Twenty3 Data Pipelines

2021-present

Tech/Skills

Summary

Twenty3's products rely on data from multiple football data providers, each with their own schemas, endpoint structures, and offerings. I have been responsible for maintaining and building on the data pipelines that ingest, transform, and serve this data across the company's products.

The pipelines need to handle everything from live match data arriving in near-real-time to large historical backfills, all while maintaining a suite of products that works across providers. This is particularly challenging with event data for visualisations, where the differences between data providers is largest.

Learnings

Failure states and validation

One of the most common problems, I think, are rare or unforeseen issues from the data providers which affect the data pipeline downstream. Some kinds of missing events or erroneous statistics might be fine, but if a team lineup in a match is incorrect, that cascades through a variety of processes.

In some ways, managing a data pipeline can be an exercise in practical pessimism: what could go wrong, what impact could that have, and how should that impact be dealt with or averted. That can mean taking a flexible approach to validation of the incoming data, because sometimes data providers don't follow their docs and you've just gotta deal with it.

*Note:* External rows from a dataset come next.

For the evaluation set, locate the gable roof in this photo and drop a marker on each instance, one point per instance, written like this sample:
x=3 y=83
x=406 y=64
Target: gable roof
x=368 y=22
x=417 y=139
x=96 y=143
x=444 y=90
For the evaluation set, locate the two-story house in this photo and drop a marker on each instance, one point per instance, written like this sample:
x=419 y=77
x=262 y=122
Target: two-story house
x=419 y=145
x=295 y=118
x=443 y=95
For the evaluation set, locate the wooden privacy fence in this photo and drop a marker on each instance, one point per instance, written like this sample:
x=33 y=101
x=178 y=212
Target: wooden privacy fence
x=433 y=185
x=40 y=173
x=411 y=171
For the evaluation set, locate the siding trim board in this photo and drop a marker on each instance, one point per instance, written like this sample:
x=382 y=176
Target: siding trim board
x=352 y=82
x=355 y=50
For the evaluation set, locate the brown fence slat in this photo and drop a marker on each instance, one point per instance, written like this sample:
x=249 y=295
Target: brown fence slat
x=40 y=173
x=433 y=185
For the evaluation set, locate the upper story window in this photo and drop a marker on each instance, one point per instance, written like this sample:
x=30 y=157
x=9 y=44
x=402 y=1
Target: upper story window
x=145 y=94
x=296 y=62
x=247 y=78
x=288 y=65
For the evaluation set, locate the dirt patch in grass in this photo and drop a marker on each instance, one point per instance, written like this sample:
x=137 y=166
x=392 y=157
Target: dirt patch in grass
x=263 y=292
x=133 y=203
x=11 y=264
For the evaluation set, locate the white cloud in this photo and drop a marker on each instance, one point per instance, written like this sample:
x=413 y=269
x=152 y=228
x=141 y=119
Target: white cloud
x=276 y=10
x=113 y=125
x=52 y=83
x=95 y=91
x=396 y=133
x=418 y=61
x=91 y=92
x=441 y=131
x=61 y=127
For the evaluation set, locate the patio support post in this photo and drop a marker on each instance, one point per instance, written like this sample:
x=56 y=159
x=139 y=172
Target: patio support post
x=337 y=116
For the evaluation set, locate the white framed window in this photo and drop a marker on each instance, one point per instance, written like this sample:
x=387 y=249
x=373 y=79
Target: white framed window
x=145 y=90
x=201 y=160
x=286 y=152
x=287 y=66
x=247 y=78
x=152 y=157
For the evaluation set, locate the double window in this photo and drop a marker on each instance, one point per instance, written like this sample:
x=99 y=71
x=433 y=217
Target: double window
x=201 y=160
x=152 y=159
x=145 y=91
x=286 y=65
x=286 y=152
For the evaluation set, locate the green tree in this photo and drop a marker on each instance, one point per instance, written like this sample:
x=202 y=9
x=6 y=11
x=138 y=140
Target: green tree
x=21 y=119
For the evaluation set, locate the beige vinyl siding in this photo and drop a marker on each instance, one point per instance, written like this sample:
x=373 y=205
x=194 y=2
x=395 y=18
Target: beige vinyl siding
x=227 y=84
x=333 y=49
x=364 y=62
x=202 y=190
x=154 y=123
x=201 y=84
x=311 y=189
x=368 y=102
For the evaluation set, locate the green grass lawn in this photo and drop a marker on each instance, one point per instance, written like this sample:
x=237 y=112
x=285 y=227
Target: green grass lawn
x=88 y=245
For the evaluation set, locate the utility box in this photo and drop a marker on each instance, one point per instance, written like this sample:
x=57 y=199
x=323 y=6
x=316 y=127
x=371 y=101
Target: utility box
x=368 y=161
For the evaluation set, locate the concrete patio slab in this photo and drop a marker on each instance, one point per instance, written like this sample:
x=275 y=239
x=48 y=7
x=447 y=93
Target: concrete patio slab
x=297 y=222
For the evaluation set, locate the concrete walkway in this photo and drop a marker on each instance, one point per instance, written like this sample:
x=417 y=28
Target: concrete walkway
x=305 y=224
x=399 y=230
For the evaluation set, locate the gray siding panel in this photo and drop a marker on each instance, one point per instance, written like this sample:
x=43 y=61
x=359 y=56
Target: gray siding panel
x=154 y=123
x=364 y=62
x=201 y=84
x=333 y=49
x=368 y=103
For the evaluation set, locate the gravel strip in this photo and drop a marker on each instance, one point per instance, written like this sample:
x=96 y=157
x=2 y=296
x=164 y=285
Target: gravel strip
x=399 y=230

Data updates, cleanliness, and observability

As football data can be hard to collect quickly and accurately, it's common for it to update after initial collection, which needs to be ingested in a timely manner (particularly as several clients use live data). It's important to be able to do this, and to have an overview of the state of play of the data.

Deeper dive

There's a really interesting sense, that I'm sure there's a word of in some language, for trying to keep something as flexible as possible while being as solid as necessary, concrete enough to be built on but with possible connections for changes or extensions that may arrive in the future. People talk about re-building the aeroplane while it's in the air, but working on a data pipeline (with football data, in the current fast-moving era in football, at least) feels like re-building an aeroplane which may, at any moment, be required to be adapted for a water landing or to be changed into a helicopter.

The mindset of architecting a data system, which requires solid tangible features but a mind to a myriad possible futures, is wild.